A Bujumbura l’Unicef ha messo in piedi una struttura dove far incontrare i bambini e tenerli al sicuro, come testimonia Eliane Luthi, mentre il “New York Times” raccoglie le esperienze di alcuni giovani attivisti di questi due mesi di proteste.
Infine, è da segnalare il ritorno in Burundi di Sonia Rolley, l’ottima corrispondente di “Radio France International”.
– – –
AGGIORNAMENTO del 29 giugno 2015 (fb):
Oggi in Burundi ci sono state le elezioni legislative e comunali (nelle prossime settimane ci saranno quelle presidenziali, le più temute e contestate). Nonostante l’opposizione avesse invitato al boicottaggio delle votazioni e sebbene negli ultimi giorni ci siano stati scontri sanguinosi, in molti seggi, specie fuori da Bujumbura, si sono registrate lunghe code per esprimere la propria preferenza.

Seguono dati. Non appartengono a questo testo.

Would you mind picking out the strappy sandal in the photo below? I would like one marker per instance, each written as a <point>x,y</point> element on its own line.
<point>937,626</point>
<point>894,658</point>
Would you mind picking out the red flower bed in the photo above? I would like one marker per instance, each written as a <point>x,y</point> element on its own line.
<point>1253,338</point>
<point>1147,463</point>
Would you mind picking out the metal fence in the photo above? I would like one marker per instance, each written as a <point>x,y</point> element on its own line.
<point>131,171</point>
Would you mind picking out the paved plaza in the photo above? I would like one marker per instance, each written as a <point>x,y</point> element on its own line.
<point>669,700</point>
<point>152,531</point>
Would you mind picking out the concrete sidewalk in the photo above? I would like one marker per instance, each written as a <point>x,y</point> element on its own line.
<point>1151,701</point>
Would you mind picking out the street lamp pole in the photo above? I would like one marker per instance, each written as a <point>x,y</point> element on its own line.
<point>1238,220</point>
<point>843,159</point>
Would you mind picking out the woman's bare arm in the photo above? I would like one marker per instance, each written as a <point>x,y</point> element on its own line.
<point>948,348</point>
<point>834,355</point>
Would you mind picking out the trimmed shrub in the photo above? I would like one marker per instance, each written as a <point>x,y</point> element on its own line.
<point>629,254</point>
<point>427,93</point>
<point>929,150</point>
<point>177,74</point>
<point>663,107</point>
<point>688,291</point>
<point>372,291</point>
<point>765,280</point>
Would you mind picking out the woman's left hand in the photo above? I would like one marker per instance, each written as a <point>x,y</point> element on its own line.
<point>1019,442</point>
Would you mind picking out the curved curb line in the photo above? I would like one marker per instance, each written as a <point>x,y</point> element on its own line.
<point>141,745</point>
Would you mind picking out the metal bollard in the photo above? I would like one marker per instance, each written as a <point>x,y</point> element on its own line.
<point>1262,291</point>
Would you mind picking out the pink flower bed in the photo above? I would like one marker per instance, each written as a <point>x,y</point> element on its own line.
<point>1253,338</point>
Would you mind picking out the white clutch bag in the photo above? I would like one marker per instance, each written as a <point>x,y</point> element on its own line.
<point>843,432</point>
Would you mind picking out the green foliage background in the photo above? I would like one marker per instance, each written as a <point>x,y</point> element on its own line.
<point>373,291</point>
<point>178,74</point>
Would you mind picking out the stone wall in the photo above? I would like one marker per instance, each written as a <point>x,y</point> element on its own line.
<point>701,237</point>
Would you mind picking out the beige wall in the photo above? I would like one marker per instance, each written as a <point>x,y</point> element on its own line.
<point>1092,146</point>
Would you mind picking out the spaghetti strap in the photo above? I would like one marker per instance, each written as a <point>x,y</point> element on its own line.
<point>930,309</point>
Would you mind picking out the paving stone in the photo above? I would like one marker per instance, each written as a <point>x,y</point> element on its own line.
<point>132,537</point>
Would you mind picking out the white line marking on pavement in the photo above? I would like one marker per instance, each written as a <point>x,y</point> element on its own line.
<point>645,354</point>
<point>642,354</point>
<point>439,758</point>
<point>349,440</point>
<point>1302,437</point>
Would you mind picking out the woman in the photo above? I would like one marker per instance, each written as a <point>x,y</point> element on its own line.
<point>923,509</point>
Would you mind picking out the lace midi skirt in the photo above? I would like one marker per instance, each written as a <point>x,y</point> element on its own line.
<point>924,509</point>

Dopo la rinuncia dell’UE, queste consultazioni hanno avuto come osservatori internazionali solo esponenti dell’UA, ma secondo alcuni reporter se ne sono visti molto pochi ai seggi. In ogni caso, secondo quanto riporta “Radio Bonesha” (non ho verificato la fonte primaria), l’Europa avrebbe stigmatizzato ancora una volta la decisione del presidente Nkurunziza di ignorare gli appelli internazionali al dialogo e, piuttosto, di procedere con delle elezioni che offrono scarse garanzie di correttezza [qui].
Sempre oggi, l’Unhcr ha diffuso un nuovo bollettino sui profughi all’estero, che, verso la Tanzania, sono aumentati di 6000 negli ultimi tre giorni.
Infine, questa foto (di Nubwacu Yves Lionel) è stata scattata a Ngozi, roccaforte del presidente, il quale ha votato lì in mattinata.